Policy & Enforcement Briefing: Shipping Emissions Standstill, City’s Feed-In Tariff, China Misses 2011 Target

by | Mar 7, 2012

The International Maritime Organization (IMO) has yet to come up with a plan to cut carbon dioxide emissions from international shipping, after concluding a week of committee-level talks. Discussions on market-based measures will resume in October when the Marine Environment Protection Committee meets again. The EU has threatened to enforce its own shipping regulations if the IMO fails to act, as it has with aviation, Reuters said.

In a move usually taken by national or provincial governments, the city of Palo Alto, Calif., has announced a solar feed-in tariff program within its boundaries, called CLEAN (Clean Local Energy Accessible Now). The program will unfold over multiple years, but this year it will involve the purchase of up to 4 MW from Palo Alto solar resources. Minimum project size is 100 kW, and the purchase prices the city will pay range from about 12 to 14 cents/kWh per the length of the contract, the city said.

Coffeyville Resources Refining & Marketing (CRRM) has reached an agreement with the EPA and the Department of Justice for allegedly making modifications to its refinery that increased emissions without first obtaining pre-construction permits and installing required pollution control equipment. CRRM will pay a civil penalty of more than $970,000, and invest an additional $10.75 million on new pollution controls and operating costs to resolve alleged violations of air, superfund and community right-to-know laws, the EPA said.

China cut energy intensity for each unit of gross domestic product by 2.01 percent in 2011, but missed its target of 3.5 percent for the year. The country’s head of the National Development and Reform Commission said this was due to a drought that affected hydropower resources, but said China will meet its five-year projection for saving energy and curbing greenhouse gases through 2015, Bloomberg reports.

The United Nations Framework Convention on Climate Change (UNFCCC) announced a new Clean Development Mechanism (CDM) arrangement for clean rural electrification that will allow rural households to swap kerosene lamps and diesel generators for certified emission reduction (CER) credits. Registered projects that install renewable generation technologies in communities with no access to electricity may earn credits if 75 percent of the consumers are households.

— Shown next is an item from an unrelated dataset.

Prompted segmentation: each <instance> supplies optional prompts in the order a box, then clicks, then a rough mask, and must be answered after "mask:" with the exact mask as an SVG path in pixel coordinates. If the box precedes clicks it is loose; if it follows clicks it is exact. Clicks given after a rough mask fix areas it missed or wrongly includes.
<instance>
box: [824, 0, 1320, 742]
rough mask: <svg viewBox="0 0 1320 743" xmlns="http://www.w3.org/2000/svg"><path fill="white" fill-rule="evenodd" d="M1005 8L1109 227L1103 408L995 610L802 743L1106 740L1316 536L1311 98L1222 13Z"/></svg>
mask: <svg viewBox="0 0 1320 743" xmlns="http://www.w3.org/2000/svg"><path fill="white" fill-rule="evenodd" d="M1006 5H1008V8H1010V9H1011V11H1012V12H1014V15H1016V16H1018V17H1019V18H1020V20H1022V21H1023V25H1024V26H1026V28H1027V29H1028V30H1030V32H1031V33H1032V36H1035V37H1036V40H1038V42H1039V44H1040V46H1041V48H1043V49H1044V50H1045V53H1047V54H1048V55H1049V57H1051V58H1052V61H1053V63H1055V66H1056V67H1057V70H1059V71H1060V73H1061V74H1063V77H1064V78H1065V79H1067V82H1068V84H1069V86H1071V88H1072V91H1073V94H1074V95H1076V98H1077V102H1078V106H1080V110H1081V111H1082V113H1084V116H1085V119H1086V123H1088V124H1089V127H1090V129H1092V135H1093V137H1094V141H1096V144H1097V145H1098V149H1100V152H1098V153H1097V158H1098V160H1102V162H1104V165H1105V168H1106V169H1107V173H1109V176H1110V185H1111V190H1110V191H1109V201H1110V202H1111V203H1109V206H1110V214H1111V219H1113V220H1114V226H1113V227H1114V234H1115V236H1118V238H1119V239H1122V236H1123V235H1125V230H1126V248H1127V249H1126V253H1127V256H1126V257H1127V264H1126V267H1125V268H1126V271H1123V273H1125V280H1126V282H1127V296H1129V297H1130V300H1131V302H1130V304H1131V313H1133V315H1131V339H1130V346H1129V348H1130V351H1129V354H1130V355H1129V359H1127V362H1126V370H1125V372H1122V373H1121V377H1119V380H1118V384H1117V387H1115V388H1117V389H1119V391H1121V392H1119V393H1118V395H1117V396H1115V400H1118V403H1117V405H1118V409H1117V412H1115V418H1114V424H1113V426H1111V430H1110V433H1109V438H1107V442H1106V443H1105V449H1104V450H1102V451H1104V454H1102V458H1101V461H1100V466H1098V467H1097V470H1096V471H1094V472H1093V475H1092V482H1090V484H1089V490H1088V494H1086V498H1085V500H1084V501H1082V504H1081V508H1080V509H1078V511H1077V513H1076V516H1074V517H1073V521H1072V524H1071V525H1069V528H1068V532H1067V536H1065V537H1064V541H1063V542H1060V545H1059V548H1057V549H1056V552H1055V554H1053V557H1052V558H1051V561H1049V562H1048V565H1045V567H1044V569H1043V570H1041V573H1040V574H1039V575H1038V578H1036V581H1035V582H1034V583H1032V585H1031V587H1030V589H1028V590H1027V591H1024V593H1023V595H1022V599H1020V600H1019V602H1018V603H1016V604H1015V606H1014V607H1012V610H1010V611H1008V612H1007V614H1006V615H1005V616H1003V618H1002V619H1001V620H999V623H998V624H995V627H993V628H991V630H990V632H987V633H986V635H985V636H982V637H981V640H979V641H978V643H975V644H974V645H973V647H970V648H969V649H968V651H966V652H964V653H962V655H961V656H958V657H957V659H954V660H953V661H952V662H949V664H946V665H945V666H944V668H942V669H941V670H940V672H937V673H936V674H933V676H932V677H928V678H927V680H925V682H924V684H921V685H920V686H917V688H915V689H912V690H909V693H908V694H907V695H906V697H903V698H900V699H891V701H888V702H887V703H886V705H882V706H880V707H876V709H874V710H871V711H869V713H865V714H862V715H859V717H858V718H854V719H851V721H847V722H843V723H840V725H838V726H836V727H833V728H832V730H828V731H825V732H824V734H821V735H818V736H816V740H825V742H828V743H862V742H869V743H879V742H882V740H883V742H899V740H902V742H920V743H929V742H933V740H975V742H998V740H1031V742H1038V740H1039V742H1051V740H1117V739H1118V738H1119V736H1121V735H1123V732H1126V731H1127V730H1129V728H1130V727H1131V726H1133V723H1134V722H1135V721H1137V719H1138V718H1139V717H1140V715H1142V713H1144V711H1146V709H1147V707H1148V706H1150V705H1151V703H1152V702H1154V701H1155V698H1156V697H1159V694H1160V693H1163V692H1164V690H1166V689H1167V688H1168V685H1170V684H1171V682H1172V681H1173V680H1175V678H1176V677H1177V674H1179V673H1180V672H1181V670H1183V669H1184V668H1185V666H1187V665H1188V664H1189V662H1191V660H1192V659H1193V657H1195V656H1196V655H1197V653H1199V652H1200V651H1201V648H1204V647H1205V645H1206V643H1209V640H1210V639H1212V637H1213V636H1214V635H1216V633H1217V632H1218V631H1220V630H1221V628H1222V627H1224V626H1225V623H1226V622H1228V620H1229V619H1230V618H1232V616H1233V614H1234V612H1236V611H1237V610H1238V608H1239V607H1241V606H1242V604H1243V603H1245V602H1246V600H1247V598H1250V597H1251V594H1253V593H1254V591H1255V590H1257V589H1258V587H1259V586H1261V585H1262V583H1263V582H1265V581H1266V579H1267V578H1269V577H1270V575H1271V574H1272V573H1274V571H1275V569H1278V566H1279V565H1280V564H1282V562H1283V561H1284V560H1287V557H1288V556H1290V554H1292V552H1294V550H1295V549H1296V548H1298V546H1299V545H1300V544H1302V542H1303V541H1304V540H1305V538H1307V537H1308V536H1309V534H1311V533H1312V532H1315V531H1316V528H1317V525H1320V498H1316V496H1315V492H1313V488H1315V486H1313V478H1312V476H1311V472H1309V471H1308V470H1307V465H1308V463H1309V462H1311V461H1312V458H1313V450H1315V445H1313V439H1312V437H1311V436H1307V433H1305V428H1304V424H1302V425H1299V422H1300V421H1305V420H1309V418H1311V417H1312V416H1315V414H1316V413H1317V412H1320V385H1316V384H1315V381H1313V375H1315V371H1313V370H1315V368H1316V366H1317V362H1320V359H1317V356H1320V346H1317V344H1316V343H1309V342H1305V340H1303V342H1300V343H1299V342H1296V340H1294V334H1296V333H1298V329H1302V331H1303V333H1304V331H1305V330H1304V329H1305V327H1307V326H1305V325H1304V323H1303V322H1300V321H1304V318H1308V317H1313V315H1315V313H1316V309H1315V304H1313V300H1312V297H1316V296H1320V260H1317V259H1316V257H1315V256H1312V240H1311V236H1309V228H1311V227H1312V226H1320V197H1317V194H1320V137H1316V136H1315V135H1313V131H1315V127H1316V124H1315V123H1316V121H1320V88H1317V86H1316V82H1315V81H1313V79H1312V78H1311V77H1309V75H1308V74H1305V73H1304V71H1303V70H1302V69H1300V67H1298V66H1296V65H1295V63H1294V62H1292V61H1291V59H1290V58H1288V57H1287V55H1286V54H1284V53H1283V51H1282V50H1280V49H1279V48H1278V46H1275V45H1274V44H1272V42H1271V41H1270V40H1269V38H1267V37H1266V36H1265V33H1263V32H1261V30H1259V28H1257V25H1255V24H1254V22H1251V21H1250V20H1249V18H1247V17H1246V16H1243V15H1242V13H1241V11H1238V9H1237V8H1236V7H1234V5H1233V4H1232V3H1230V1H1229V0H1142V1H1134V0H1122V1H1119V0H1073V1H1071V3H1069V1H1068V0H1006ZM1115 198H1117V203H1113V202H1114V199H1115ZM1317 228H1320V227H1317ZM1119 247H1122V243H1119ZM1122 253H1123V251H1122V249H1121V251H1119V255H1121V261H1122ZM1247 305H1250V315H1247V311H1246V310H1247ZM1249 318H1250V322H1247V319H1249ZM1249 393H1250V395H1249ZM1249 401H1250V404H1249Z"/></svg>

Fifty-two senators, most of them Democrats, missed the required mandate of 60 votes to move on with the $160 billion highway bill without a proposed amendment to authorize Keystone XL construction. A deal on the highway bill will depend on stand-alone votes in the Senate on additional amendments including offshore oil drilling and EPA clean air rules, Reuters said.

In a roundup of congressional hearings, The Hill reports that today, the House Energy and Commerce Committee panel will examine rising gas prices at a hearing, and the Senate Energy and Natural Resources Committee will hold a hearing on the U.S. Forest Service budget.

Energy Secretary Steven Chu will speak Thursday during a hearing of a House Energy and Commerce Committee panel to review his department’s fiscal 2013 budget request, but gas prices are also expected to be a topic. Also Thursday, a Commerce Committee panel will review NOAA’s budget.

On Thursday, a subcommittee of the House Appropriations Committee will look at the Nuclear Regulatory Commission budget. Also Thursday, the panel will look at the budgets of Interior’s Bureau of Ocean Energy Management and the Bureau of Safety and Environmental Enforcement, The Hill said.

The Department of the Interior hosted policymakers and members of the government science community to discuss an ecosystem-based framework for the Alaska Arctic that would focus on ecological areas that support special wildlife, land or water resources, as well as areas important for local communities, the DOI said.

The Advanced Research Projects Agency – Energy (ARPA-E) has announced a $150 million fund open to all energy technologies in early-stage research projects that may not otherwise to attract private investment, but could lead to breakthrough energy technologies. Individual awards under the Open FOA will range between $250,000 and $10 million, the agency said.